Xu Zihua (徐自华; 1873–1935) was a Chinese poet.

She was educated at home and interested in poetry from an early age. She became a widow when she was still young and became the principal of Xunxi Girls' School. Both she and her sister Xu Yunhua were part of the South Association. In 1906, she hired Qiu Jin, an anti-Qing Empire revolutionary and poet, as an assistant. They quickly became close friends. Together with Qiu Jin, Xu Zihua started the magazine Chinese Women's News, which published about issues that were at the time considered radical feminist, such as self-education, child education, Western-style healthcare, and economic self-sufficiency. Both Wu Zhiying and Xu Zihua contributed to Qiu Jin a lot on her road of feminism, and at the same time they were also affected by Qiu Jin's ideas about equality between men and women.

Qiu Jin was executed in 1907. Four months after her execution, Wu Zhiying send a message to Xu Zihua to discuss the process of Qiu Jin's wish to be buried in Xiling and to help arrange her funeral.
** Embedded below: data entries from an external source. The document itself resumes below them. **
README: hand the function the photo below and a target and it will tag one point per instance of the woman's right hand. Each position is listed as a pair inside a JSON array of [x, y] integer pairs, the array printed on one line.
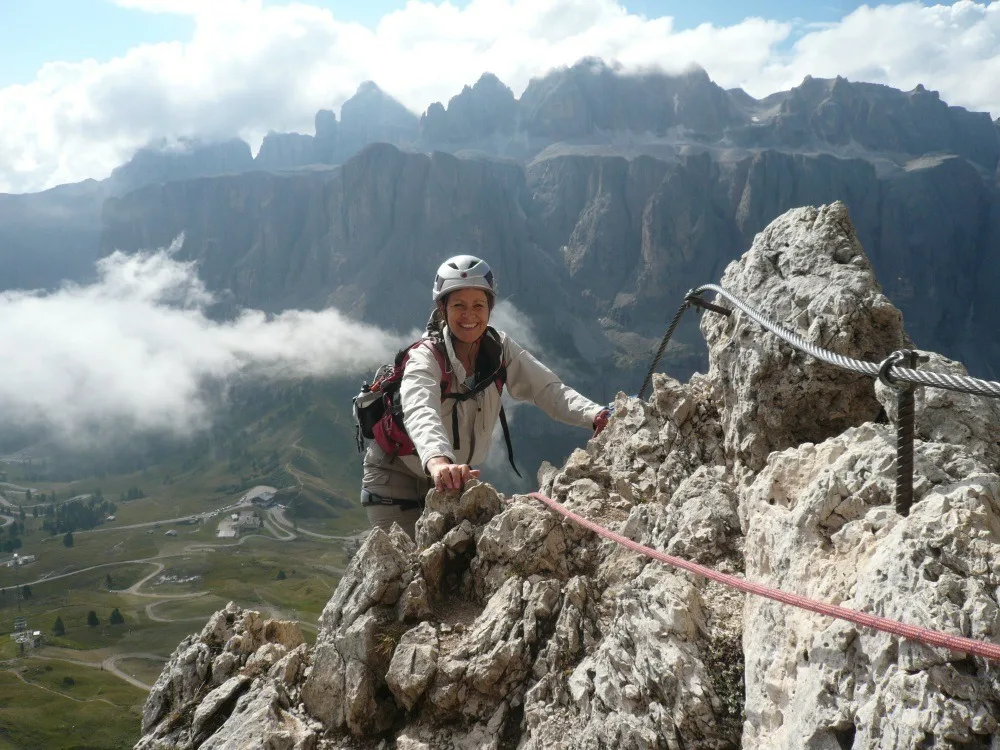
[[449, 476]]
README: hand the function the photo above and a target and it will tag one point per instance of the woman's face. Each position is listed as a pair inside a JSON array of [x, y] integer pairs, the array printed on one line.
[[467, 313]]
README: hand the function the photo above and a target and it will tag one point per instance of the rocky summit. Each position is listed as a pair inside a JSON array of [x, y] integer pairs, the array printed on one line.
[[503, 625]]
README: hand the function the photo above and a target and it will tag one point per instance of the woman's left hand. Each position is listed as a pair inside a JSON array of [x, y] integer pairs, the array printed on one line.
[[601, 421]]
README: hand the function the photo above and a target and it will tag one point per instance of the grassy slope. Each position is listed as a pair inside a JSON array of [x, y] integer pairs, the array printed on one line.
[[295, 439]]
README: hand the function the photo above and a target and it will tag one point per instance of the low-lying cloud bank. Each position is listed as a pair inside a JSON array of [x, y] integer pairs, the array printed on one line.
[[138, 350]]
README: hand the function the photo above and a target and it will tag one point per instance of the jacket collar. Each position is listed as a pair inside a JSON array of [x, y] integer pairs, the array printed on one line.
[[490, 347]]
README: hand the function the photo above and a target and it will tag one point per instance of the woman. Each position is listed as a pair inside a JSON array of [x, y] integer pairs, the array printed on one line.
[[451, 436]]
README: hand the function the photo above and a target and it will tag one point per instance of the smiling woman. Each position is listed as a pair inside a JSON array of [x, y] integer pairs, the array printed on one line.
[[450, 398]]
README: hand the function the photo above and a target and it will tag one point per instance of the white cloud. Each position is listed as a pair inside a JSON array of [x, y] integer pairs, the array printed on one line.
[[249, 68], [137, 350]]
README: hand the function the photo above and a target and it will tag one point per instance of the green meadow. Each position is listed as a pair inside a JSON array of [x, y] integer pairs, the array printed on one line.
[[65, 693]]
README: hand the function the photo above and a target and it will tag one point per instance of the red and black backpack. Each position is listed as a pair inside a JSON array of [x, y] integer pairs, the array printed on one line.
[[378, 411]]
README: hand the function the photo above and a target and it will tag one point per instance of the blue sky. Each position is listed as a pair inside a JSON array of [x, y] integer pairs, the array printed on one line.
[[33, 32]]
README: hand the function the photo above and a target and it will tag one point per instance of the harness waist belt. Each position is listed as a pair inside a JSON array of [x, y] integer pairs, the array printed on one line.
[[370, 498]]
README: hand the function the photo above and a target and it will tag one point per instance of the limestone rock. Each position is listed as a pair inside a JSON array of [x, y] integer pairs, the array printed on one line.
[[819, 524], [507, 624], [808, 271], [413, 664]]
Several thousand people came and it turned into a public protest. Both Xu Zihua and the other chief mourner, Wu Zhiying, were on the Qing government's wanted list. Still, Xu Zihua continued to compose poems and essays in Qiu Jin's memory. During this process, her daughter became ill with Diphtheria. The tragedy Xu Zihua encountered greatly affected her health in both body and spirit. Her life after meeting Qiu Jin was dedicated to the revolutionary cause and to writing poetry about ideology and about parting with her daughter and her best friend Qiu Jin. Her poetry is collected in Xu Zihua shiwen ji.

On December 9, 1912, after reconstructs of the Fengyuting, Xu Zihua requests of revolutionary leader Sun Yat-sen to give condolence to Qiu Jin's grave and write her a brief couplet to compliment her heroic deeds.

Xu Zihua died in 1935, leaving one surviving son, Mei Xin.